One view of such deals is that they are simply “of their age,” just as tobacco in the 1970s, alcohol in the 1980s, financial services in the 1990s and online gambling in the 2000s sought out sponsorship opportunities in sport. Now in the second decade of the 21st century, Intel’s deal with Barca could merely be seen as an obvious relationship between two global brands, both seeking to build profile, presence and market share.
However, there is something rather different about the Intel/Barca deal. Whereas sports sponsorship used to be about a sticker on a car or a name on a shirt, industry professionals now talk about relationships, strategic alliances and partnerships. Moreover, outcomes are now couched not just in financial terms alone, but also in terms of competence building and “win-win” scenarios.
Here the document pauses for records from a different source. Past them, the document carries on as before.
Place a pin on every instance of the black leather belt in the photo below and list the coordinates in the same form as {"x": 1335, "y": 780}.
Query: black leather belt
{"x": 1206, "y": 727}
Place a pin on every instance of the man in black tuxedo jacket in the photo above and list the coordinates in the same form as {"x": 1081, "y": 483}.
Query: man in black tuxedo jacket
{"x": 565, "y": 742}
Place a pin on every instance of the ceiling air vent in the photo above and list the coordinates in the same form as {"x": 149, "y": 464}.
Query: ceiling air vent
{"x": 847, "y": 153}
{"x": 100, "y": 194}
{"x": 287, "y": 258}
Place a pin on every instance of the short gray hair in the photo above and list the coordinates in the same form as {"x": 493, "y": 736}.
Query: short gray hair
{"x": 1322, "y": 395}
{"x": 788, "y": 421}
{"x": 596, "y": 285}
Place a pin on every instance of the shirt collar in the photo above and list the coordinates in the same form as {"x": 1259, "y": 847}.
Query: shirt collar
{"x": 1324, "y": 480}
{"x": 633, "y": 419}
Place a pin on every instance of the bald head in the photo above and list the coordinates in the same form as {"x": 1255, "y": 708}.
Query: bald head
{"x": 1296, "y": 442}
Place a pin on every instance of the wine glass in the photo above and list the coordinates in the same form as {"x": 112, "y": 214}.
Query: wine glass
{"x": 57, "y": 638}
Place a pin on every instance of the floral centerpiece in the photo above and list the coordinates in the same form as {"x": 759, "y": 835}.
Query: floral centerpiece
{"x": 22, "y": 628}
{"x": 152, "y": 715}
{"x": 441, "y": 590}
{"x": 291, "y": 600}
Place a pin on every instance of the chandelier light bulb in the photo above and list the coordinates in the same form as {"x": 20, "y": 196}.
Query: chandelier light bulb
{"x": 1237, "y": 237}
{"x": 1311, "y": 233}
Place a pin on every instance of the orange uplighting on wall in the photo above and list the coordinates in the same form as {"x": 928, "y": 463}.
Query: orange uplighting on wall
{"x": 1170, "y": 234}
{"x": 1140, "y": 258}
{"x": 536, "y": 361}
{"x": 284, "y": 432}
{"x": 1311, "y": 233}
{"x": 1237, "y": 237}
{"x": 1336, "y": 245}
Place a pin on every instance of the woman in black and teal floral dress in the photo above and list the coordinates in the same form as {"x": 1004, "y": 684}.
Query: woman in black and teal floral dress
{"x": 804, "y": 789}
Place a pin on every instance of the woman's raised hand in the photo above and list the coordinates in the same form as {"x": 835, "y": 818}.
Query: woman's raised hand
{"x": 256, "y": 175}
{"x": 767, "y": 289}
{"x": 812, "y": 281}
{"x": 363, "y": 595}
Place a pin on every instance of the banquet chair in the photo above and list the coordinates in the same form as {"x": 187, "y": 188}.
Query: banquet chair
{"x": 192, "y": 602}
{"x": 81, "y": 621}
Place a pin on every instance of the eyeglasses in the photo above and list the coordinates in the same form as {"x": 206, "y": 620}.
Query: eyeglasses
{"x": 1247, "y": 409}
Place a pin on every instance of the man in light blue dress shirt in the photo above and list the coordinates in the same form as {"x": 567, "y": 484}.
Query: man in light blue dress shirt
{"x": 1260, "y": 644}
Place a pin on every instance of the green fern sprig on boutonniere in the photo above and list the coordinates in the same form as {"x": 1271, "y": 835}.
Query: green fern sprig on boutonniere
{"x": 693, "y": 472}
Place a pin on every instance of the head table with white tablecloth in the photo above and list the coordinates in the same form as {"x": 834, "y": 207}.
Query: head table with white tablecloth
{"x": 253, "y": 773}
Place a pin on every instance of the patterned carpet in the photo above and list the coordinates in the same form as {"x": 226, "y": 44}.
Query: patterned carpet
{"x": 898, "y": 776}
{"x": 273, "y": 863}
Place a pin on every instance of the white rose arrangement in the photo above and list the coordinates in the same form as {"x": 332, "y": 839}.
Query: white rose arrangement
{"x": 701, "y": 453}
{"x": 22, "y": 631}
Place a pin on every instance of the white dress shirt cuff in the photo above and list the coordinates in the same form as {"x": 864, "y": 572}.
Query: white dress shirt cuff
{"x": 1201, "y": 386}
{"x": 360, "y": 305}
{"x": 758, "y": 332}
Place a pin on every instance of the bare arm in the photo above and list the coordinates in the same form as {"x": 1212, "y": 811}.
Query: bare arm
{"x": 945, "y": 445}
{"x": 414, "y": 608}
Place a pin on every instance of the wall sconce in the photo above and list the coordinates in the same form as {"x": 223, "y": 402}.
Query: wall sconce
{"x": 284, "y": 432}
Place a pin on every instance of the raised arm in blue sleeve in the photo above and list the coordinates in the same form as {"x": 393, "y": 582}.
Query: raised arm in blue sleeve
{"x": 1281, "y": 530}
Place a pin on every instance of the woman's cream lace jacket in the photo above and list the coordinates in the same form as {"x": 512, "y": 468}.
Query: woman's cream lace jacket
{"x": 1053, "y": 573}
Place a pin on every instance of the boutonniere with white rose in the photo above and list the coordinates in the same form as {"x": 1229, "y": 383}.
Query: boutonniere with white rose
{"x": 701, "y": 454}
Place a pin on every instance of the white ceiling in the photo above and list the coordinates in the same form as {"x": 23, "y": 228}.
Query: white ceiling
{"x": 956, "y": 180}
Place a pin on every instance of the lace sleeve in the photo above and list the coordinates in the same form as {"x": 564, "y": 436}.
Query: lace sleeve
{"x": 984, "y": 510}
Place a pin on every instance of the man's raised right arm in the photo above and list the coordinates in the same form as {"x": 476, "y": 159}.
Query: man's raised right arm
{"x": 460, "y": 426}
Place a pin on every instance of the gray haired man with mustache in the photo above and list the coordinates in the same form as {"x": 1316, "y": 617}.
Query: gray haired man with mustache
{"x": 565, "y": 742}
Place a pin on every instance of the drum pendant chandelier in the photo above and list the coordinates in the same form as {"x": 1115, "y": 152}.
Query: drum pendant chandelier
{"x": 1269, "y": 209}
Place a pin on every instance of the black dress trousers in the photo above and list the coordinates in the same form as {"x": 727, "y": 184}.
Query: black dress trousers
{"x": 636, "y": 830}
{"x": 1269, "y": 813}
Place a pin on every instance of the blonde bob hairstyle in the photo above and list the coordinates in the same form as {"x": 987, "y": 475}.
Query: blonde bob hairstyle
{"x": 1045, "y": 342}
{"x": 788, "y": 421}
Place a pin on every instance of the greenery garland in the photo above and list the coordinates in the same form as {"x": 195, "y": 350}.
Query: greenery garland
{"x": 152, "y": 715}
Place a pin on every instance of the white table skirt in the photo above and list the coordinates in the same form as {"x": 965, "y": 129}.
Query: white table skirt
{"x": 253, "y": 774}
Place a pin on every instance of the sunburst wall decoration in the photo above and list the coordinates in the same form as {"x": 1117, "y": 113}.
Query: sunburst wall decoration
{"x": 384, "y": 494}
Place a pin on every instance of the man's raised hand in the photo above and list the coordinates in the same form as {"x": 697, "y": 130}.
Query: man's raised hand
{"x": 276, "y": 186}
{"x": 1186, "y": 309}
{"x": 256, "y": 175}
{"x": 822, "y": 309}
And this is where the real, fundamental point of interest lies in the Intel/Barca deal: whether we realise it or not, we are now living in the midst of a new industrial revolution.
Internet of Things
At the heart of this revolution is the internet of things, the process of connecting everyday objects to the internet. These objects can indeed be any “thing”, from a fridge to an elevator, a pint of milk to a pair of shoes.
So what of Neymar, Messi, Xavi, Iniesta and Barca’s flow of goals? The internet of things surely has something to tell us about Intel’s sudden interest in Spanish football.
As a fan, have you ever wondered how many kilometres a player like Neymar runs during a game? How often do you think he kicks with his left foot or his right foot? How many calories does he burn?
As a kit manufacturer like Nike, as Neymar turns and stretches, how does his shirt pull and twist? Could his shirt be designed and made in a way that helps Neymar play better? And if there is a fault in his shirt, could there be some form of early warning about the fragility of the garment?
And here’s the key: imagine Intel working with Barca and Nike to create a shirt that incorporates smart technology. This shirt could then continuously broadcast real-time data—calories burned, for example—which are then transmitted directly to the handsets of fans sat at the Nou Camp watching a game. The potential goes way beyond this though—for instance, imagine the day when a shirt is able to carry a camera broadcasting live footage as Neymar sticks a winner in the net.
At the same time, additional data could be transmitted to Nike technicians sat back at headquarters in Oregon, who can use it as the basis for modifying kit and designing better equipment. Meanwhile, for the Barca performance analysts sitting pitch-side, the “smart shirts” could generate a constant flow of data helping them identify player strengths, weaknesses and areas for improvement.
Perhaps Neymar’s boots might also carry smart technology, and the performance analysts can change their set-up during the game by electronically sending instructions back to the boots (something the fans might also be able to access on their handsets).
This is the internet of things in action, and this would seem to be the real essence of recent deals signed by Intel, Yahoo, AT&T and the rest. By 2020, it is estimated that there will be 30 billion connected devices in the world. Some even believe the number could be far higher.
Competing off the Pitch
For Barca, “Intel Inside” puts them at the forefront of a new age in which the data generated by shirts, shorts, boots, the seats fans sit on, the drinks machines used at half-time, the turnstiles people pass through and so forth are all linked through the internet of things.
Understanding and responding to this deluge of data will be key. Just as in other sectors of business, sports teams that don’t pay attention to this development will fall behind their rivals.
Competitive advantage in this new age will be secured by catering to the individual needs of every person sat in a stadium; by attaining levels of player and equipment performance achieved through the generation and understanding of ever more sophisticated streams of data; and by allowing all stakeholders to engage and interact with players, teams and games in a way that enables them to simultaneously fulfil a whole range of needs and wants.
So, keep in mind that the next time you watch a game on television and a cliché-prone commentator exclaims “the defenders really are making Neymar sweat”, thanks to Intel and others it could well be that we can check on our handsets the extent to which this is actually the case.